For the second input, the serialized script is simply OP_CHECKSIG. So one can use ANY public key with a correct signature to redeem it, right? (normally, the public key is part of the serialized script)

For the first one, the serialized script is OP_CHECKSIG OP_NOT. So one can use any public key with a WRONG signature to redeem it.

I didn't check the validity of the signature but obviously they use the same signature and public key...... So there must be something wrong in my interpretation....

Compare the scriptSigs against the one in this transaction: 315ac7d4c26d69668129cc352851d9389b4a6868f1509c6c8b66bead11e2619f

I can't read C++, but it seems it works like this:

• For the first input, it is an invalid SIGHHASH_SINGLE signature, so the overall script is valid (with OP_NOT)

• For the second input, for the same reason as 315ac7d4c26d69668129cc352851d9389b4a6868f1509c6c8b66bead11e2619f, it is valid

Also, here's another fun puzzle: 61d47409a240a4b67ce75ec4dffa30e1863485f8fe64a6334410347692f9e60e

How is the byte string 000080 not true, yet any other non-zero bytestring does evaluate as true?

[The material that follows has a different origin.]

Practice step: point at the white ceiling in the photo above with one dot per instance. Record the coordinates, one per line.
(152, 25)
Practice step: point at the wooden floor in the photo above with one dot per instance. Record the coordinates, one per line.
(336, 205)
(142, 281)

Ok, but then if the signature is valid on the second input, how can the exact same signature be valid for a totally different transaction spending normal inputs? (the second one I provided, 315ac7d4c26d69668129cc352851d9389b4a6868f1509c6c8b66bead11e2619f)

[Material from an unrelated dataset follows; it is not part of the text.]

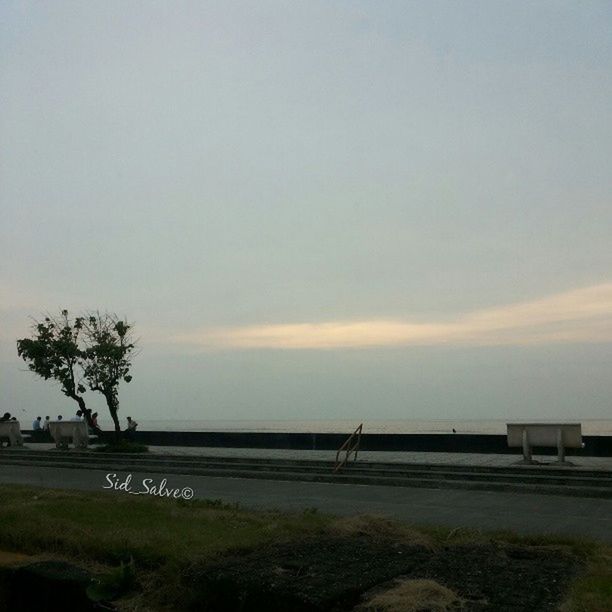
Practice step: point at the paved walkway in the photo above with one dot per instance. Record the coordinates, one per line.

Didn't you explain it in the OP? If one uses SIGHASH_SINGLE without a corresponding output, a signature for 0000000000000000000000000000000000000000000000000000000000000001 is valid

BTW, there is a typo on the wiki:
https://en.bitcoin.it/wiki/OP_CHECKSIG#Procedure_for_Hashtype_SIGHASH_SINGLE

Yup, exactly - come to think of it the example would have been better done by spending three outputs, with two valid-yet-the-same-signature ones.


Thanks, fixed.

https://en.bitcoin.it/wiki/Script

so 000080 = 0?

Yup! Good job!

Is this behavior intentional (with legitimate use) or unintentional (aka. bug)?

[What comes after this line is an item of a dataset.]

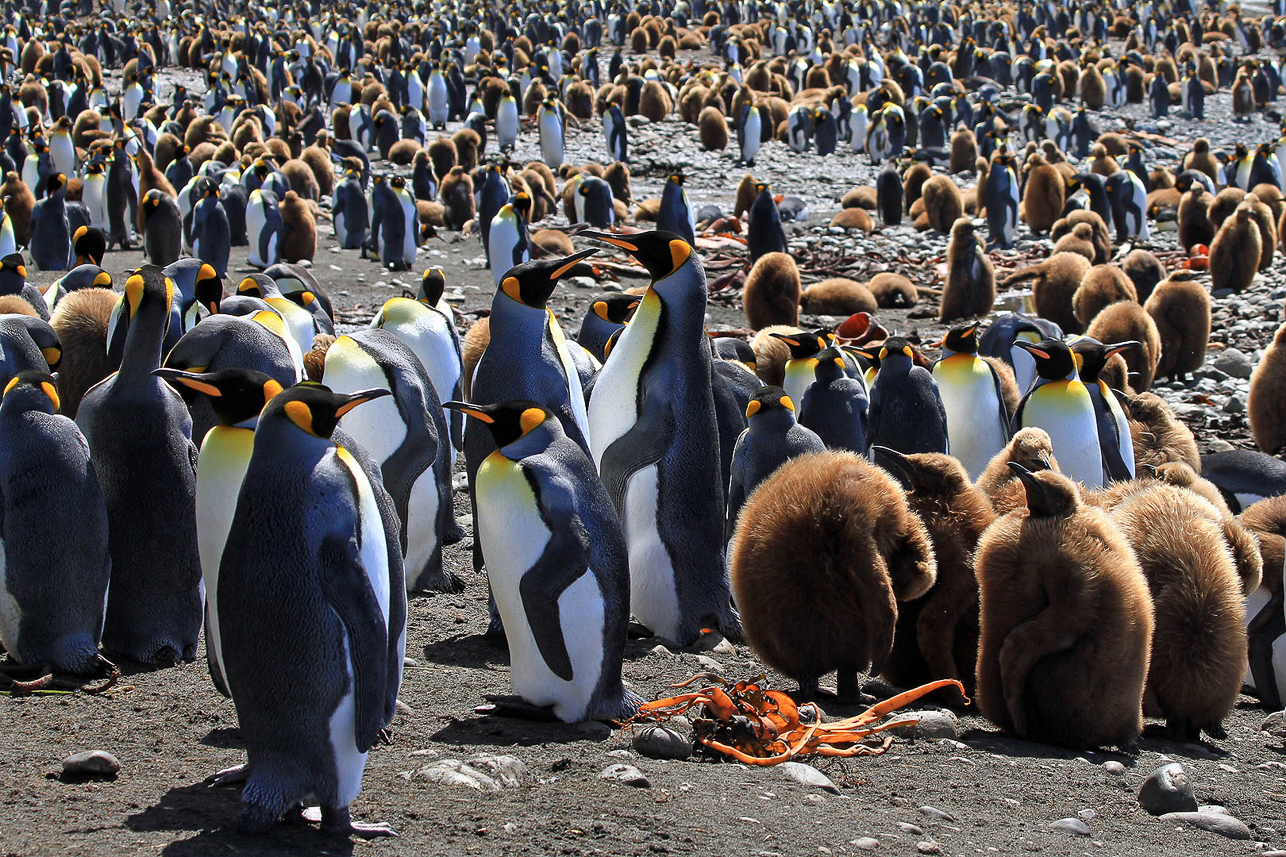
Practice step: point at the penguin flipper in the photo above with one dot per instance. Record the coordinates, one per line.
(347, 591)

Definitely a bug. If SignatureHash() had returned 0 in that case rather than 1 you could use it to steal everyone's coins apparently due to how ECC signatures work.

Somewhere I read Gavin said that there was a bug that allow everyone to spend everyone's coins (now fixed). Do you know which one he was referring to?

Hint: The OP_RETURN opcode used to return true, not false.

Why is that a problem?

I find your conversation with Gavin here: http://sourceforge.net/mailarchive/forum.php?thread_name=CANEZrP3qgo-VC5YHTSLOH5rGdv5PP4e2V6qECQVfvMgJXFbx-g@mail.gmail.com&forum_name=bitcoin-development

It seems to me that a script was always declared as true when it hit an OP_RETURN, and the rest of the script was ignored. So the fix was to make OP_RETURN returning false, and to execute the scriptSig and scriptPubKey separately. So even if the scriptSig is true, it still needs to run the scriptPubKey.

So what will happen in this case now? : scriptSig = OP_FALSE, scriptPubKey = OP_NOT. As the scriptSig is false, will it stop there as false, or the scriptPubKey will make the overall outcome as true?

Roughly correct, except that the scriptSig doesn't return a value, it returns a stack. Same with the scriptPubKey really, it's  just in that case we take the top value of that stack to determine if the script succeeded or not.


Right, since it returns a stack, not a value, the scriptPubKey is executed and the overall outcome is true.

Speaking of, OP_RETURN doesn't really return false, rather, it makes the script fail. It probably would have been better called OP_FAIL.